However, I don’t believe it. The essential difficulty is that doing good research often requires the simultaneous understanding of several different things—the problem, all the broken approaches to solving some problem, why they break, and some hint about where to look for a solution. Absorbing and simultaneously keeping in mind this information requires a substantial amount of effort.

The extent of effort required is perhaps most easily understood in collaboration with yourself. Often, a problem is not immediately solved the first time it is thought of, instead a researcher must attack it again and again, until either giving up or finding a solution. A basic parameter in attacking a problem is: How hard is it to resume where you left off?
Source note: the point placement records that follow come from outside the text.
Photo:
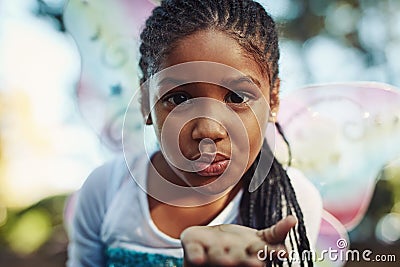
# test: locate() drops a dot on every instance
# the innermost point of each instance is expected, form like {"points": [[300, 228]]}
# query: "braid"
{"points": [[249, 24]]}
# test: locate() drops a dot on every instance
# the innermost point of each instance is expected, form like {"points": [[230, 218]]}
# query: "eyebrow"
{"points": [[229, 81]]}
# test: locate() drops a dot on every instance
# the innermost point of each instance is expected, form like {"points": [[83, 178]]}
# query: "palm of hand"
{"points": [[232, 245]]}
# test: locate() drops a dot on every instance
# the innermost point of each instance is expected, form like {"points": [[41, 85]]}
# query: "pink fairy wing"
{"points": [[106, 33], [341, 136]]}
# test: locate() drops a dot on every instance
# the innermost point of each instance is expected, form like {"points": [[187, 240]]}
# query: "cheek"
{"points": [[255, 124]]}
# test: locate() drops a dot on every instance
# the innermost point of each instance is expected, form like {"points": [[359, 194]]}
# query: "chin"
{"points": [[211, 185]]}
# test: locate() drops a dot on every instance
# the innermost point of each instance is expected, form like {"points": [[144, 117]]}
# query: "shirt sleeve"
{"points": [[85, 245]]}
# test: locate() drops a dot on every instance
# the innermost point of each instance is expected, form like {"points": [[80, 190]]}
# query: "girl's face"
{"points": [[210, 112]]}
For many of the problems I’ve worked on, the answer is pretty hard. After weeks of not working on a problem, it might take several hours to refresh my memory with all the simultaneous concerns that go into a solution. Even if I worked on such a problem yesterday, it might take a half hour or an hour to reach a state where I’m prepared to make progress.

Given the difficulty of research, I (and many other people) often struggle in dealing with interruptions. Modern technology has made communication very easy, implying a stream of potential interruptions throughout the day, some of which are undeniably fruitful. And yet, an interruption means the overhead of getting back to thinking must be paid yet again.

Trading off properly between the value of avoiding the overhead and the value of dealing with interruptions is a constant struggle which typically did not exist before before modern communication technology made it prevalent. I think it is common to give in to the interrupts, and effectively cease to be able to do research other than research-by-communication. I’m not ready to do that, so I’ve found it essential to arrange large unused and uninterrupted periods of time for the purpose of doing research.

Although the solution is simple, I’ve often found implementing it challenging in several ways. There is the standard problem that people you deal with don’t understand the overhead of switching tasks in research. However, there is also a more insidious problem. Coping with the modern world requires that at least some portion of our time be devoted to interrupts, which are almost always easier to deal with than research. Dealing with these interrupts therefore can create a bad habit where you seek interrupts to achieve the (short term, easy) gratification of dealing with them. Thus, multitasking creates an internal expectation of multitasking, which makes multitasking preferred, eliminating the ability to do careful research. This is what I think of as multitask poisoning—it’s not just the time lost to swapping some context back in, but also the bad habits of self-interruption that it creates.

I don’t have a good answer to this problem, other than continuing the struggle to preserve substantial contiguous chunks of time for thinking. An alternative sometimes-applicable solution is to reduce the overhead of starting to solve a problem by decomposing the problem into subproblems. Where possible, this is of course valuable, but mathematical research is often almost uniquely undecomposable, because the nature of the problem is that it’s solution is unknown and hence undecomposable. Restated, the real problem is finding a valid decomposition.

I self-interrupted at least 3 times in making this post.

Effective Research Funding

With a worldwide recession on, my impression is that the carnage in research has not been as severe as might be feared, at least in the United States. I know of two notable negative impacts:

  1. It’s quite difficult to get a job this year, as many companies and universities simply aren’t hiring. This is particularly tough on graduating students.
  2. Perhaps 10% of IBM research was fired.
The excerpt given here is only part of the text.